K-L Divergence is something that Keeps coming up in my research but I still don't understand what it is.

Could someone give me a simple explanation as to what it's is.

And also, what practical use cases does it have?

Intuitively, it measures the difference between two probability distributions. It's not symmetric, so it's not quite that, but in my opinion, it's good intuition.

As motivation, say you're an internet provider, providing internet service to a business. You naturally want to save money, so you perhaps want to compress packets before they go over the wire.
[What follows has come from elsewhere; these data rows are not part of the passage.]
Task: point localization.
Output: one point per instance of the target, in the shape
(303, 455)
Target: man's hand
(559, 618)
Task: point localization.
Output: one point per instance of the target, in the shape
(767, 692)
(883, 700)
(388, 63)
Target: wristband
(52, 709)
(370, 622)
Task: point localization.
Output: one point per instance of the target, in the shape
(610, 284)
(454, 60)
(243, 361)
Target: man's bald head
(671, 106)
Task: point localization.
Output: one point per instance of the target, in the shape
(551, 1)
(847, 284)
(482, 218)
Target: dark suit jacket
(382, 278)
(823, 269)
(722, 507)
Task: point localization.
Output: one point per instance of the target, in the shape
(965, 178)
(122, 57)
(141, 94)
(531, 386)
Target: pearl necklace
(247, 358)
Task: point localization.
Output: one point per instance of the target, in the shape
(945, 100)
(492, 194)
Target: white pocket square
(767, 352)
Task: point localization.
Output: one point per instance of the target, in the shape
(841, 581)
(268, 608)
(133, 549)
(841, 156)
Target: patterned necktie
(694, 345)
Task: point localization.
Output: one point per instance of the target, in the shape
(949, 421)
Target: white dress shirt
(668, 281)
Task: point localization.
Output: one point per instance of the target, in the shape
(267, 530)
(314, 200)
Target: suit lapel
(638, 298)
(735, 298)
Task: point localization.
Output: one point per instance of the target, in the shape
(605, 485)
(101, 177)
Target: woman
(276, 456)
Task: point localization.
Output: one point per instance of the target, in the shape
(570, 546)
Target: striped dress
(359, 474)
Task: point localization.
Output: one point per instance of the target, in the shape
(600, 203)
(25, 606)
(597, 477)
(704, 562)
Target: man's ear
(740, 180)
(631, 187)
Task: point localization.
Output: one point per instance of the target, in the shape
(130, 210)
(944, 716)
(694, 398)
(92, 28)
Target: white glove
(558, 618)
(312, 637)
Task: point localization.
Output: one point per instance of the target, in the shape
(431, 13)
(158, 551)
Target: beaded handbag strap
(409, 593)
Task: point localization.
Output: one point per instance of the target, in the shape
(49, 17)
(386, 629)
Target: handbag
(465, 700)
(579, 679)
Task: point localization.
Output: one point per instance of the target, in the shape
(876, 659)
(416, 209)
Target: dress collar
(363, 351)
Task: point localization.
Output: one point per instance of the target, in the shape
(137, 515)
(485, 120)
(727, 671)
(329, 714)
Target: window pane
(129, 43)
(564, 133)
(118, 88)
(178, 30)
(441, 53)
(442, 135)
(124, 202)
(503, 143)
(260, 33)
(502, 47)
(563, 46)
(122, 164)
Let's say the business you're providing service to also compresses their data, but they've made a mistake and do it inefficiently.

Let's say the business has, incorrectly, determined the probability distribution for their data to be $q(x)$. That is, they assign probability of seeing symbol $x$ to be $q(x)$. Let's say you've determined the "true" distribution to be $p(x)$. The entropy, or number of bits, they expect to transmit per packet/symbol will be $-\sum p(x) lg(q(x))$. Meaning, they'll compress their stream under the assumption that the distribution is $q(x)$ but the actually probability of seeing a packet, $x$, is $p(x)$, which is why the term $p(x) lg(q(x))$ shows up.

The number of bits you're transmitting is just $-\sum p(x) lg(p(x))$. Now we ask, how many bits, per packet, is the savings of your method over the businesses? This is $-\sum p(x) lg(q(x)/p(x))$, which is exactly the Kullback-Leibler divergence (maybe up to a sign difference).

In other words, given a "guess" at a distribution and the "true" distribution, how bad is it between them? This is the Kullback-Leibler distribution and why it shows up (I believe) in machine learning and fitness functions.

As a more concrete example, I just ran across a paper talking [0] about using WFC [1] to asses how well it, and other algorithms, do when trying to create generative "super mario brothers" like levels. Take a 2x2 or 3x3 grid, make a library of tiles, use that to generate a random level, then use the K-L divergence to determine how well your generative algorithm has done compared to the observed distribution from an example image.

[0] https://arxiv.org/pdf/1905.05077.pdf

[1] https://github.com/mxgmn/WaveFunctionCollapse